History (continued)

Colorado
American Saddlebred
Horse Association

The American Horse was so versatile it was the Calvary’s horse of choice in the Revolutionary War, the War of 1812, and the Mexican War. Two Hundred years later, in 1861, the army again chose to use the American Horse when the North met the South in the Civil War. The American Horse demonstrated incredible endurance and dependability on long marches and under fire.  In fact, both General Robert E. Lee and General Ulysses S. Grant rode American Horses, and so did the entire Confederate command. General Lee’s horse was named Traveler, and General Grant’s horse was named Cincinnati.  After the Civil War, the American Horse became known as the American Saddlebred. The Saddlebred was then used to plow fields, pull the family in a buggy, and most notably, to carry plantation owners across their fields and over long distances in comfort.

Those times the family would gather on Sundays and go into town for Church with their best horses, which were usually Saddlebreds.  As time went on, competitions would break out in town on Sundays and the horse show was born!   

Today the American Saddlebred is still the ultimate show horse, high stepping and elegant. The American Saddlebred is known as the “peacock” of the show ring and carries himself with an attitude that eludes description; some call it class, some call it style, but everyone agrees it is a presence.

In the show ring, American Saddlebreds compete in six divisions:  Five Gaited, Three Gaited, Fine Harness, Park, Pleasure and Western.  Each division has its own look and desired traits; however, they all strive to meet the model of an ideal American Saddlebred.  All divisions of competition are judged on performance, manners, quality, and conformation.

The five gaited horses are typically the headliners of the show ring.  In addition to the conventional gaits, the walk, trot and canter, the five gaited horse is unusual because it has the capacity to learn two additional gaits - the Slow Gait and the Rack.  The slow-gait and the rack both "man-made" gaits. When the horse slow gaits, each foot hits the ground separately in a very controlled and collected fashion. The rack is much faster than the slow gait. The rack is so animated and exciting to watch that you would never believe it is perfectly smooth to ride.  Watch the rider as she racks her horse and you will see that she may bump side to side in rhythm with the horse’s hips, but she does not bounce up and down at all. The way a rider asks the horse to rack is to spread their hands apart and gently sea-saw the bit back and forth in the horse’s mouth.

Horses competing in the three gaited division are the epitome of beauty, brilliance, elegance, refinement and expression.  The horses perform the walk, park trot and canter in an animated and precise manner.  To accentuate the refinement of the horses in this division, they are shown with a roached mane (a shaved mane) and high set tail. 

The pleasure division has been broken into two sections-Show Pleasure and Country Pleasure.  All horses competing in the pleasure division conform to the typical Saddlebred type.  Manners are emphasized in this division and all horses must perform a true flat walk, an animated show trot and a pleasurable canter.
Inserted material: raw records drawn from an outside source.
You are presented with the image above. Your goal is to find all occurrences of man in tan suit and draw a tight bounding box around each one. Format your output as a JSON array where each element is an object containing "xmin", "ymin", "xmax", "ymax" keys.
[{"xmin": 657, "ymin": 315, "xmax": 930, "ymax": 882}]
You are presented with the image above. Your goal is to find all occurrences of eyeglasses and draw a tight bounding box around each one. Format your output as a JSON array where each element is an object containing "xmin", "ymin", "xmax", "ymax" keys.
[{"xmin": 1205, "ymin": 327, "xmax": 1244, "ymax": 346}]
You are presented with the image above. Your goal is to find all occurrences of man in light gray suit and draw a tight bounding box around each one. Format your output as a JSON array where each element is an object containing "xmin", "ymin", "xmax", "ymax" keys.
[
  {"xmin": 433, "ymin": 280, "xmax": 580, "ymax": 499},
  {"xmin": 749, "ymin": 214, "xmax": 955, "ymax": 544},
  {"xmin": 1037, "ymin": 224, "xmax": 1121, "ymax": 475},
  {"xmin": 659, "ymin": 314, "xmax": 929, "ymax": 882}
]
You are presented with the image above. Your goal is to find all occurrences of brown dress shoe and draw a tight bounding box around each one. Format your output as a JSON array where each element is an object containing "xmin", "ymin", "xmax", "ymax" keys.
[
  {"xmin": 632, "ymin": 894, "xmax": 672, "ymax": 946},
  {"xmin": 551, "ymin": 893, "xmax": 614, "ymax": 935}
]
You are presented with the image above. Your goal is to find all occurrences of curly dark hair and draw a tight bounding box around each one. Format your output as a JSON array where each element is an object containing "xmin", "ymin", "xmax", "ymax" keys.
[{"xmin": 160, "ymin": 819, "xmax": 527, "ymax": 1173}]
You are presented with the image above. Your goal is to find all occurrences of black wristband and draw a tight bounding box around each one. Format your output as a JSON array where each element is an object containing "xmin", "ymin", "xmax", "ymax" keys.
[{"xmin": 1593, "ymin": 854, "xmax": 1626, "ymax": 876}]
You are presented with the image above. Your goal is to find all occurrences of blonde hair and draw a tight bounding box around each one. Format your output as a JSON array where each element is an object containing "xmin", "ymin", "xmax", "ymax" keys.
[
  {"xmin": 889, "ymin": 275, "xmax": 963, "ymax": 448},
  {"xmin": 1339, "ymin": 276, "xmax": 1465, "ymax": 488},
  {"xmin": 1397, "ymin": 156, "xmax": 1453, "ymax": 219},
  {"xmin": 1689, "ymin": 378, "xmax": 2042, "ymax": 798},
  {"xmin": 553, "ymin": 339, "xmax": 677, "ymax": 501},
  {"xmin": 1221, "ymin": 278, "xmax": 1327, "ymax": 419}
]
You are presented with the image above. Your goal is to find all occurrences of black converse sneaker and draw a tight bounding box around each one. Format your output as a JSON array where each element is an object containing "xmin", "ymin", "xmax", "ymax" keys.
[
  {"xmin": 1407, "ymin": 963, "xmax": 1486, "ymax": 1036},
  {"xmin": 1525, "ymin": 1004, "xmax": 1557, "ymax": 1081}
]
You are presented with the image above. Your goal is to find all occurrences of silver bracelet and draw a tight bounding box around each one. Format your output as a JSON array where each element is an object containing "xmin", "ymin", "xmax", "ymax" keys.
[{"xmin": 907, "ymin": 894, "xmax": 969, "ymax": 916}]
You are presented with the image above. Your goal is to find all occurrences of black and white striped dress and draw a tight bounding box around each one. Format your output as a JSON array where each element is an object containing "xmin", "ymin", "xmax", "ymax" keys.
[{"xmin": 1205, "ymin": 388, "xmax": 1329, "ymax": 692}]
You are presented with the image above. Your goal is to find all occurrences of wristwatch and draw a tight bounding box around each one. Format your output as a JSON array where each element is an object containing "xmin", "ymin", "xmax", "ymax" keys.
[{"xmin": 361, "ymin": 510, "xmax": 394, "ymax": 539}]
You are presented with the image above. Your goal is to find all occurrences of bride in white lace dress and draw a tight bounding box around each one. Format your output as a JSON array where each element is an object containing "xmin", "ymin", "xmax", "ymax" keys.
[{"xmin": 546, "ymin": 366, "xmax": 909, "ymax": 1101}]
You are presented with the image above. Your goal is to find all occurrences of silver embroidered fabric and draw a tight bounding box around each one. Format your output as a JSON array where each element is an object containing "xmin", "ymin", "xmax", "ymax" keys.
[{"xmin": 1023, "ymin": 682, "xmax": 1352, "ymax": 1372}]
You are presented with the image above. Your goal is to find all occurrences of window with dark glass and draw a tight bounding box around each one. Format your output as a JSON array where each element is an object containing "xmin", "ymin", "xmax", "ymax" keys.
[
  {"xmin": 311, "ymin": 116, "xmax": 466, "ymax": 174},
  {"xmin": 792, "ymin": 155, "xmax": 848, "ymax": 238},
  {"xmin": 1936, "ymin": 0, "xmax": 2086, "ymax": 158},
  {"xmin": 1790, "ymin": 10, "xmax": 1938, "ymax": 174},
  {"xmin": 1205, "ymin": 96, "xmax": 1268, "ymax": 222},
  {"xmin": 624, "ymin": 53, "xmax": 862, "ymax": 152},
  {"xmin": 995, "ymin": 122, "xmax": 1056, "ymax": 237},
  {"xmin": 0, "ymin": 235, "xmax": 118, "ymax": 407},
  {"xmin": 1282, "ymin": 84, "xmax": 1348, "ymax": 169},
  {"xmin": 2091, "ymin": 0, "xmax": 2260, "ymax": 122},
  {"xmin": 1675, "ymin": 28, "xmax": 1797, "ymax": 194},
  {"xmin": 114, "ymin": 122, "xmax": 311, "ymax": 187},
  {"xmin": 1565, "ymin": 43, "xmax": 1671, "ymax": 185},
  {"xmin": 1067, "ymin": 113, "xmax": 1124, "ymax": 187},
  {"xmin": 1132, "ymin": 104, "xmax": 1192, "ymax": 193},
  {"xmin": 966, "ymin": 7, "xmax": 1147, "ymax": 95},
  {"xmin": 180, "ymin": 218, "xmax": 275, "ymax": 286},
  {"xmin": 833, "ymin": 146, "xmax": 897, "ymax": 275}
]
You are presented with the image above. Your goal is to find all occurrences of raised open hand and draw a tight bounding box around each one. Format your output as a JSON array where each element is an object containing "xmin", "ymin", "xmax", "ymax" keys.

Horses in the Country Western pleasure division demonstrate the traditional western gaits-flat walk, jog and lope.  Western tack and western attire is required for this division.

The hunter division of the American Saddlebred further showcases the versatility of the breed.  The hunter must give the distinct appearance of being a pleasure to ride and display a pleasurable and relaxed attitude.  Horses may be shown with a braided mane and tail. They are shown at the flat footed walk, trot, extended trot, canter and hand gallop.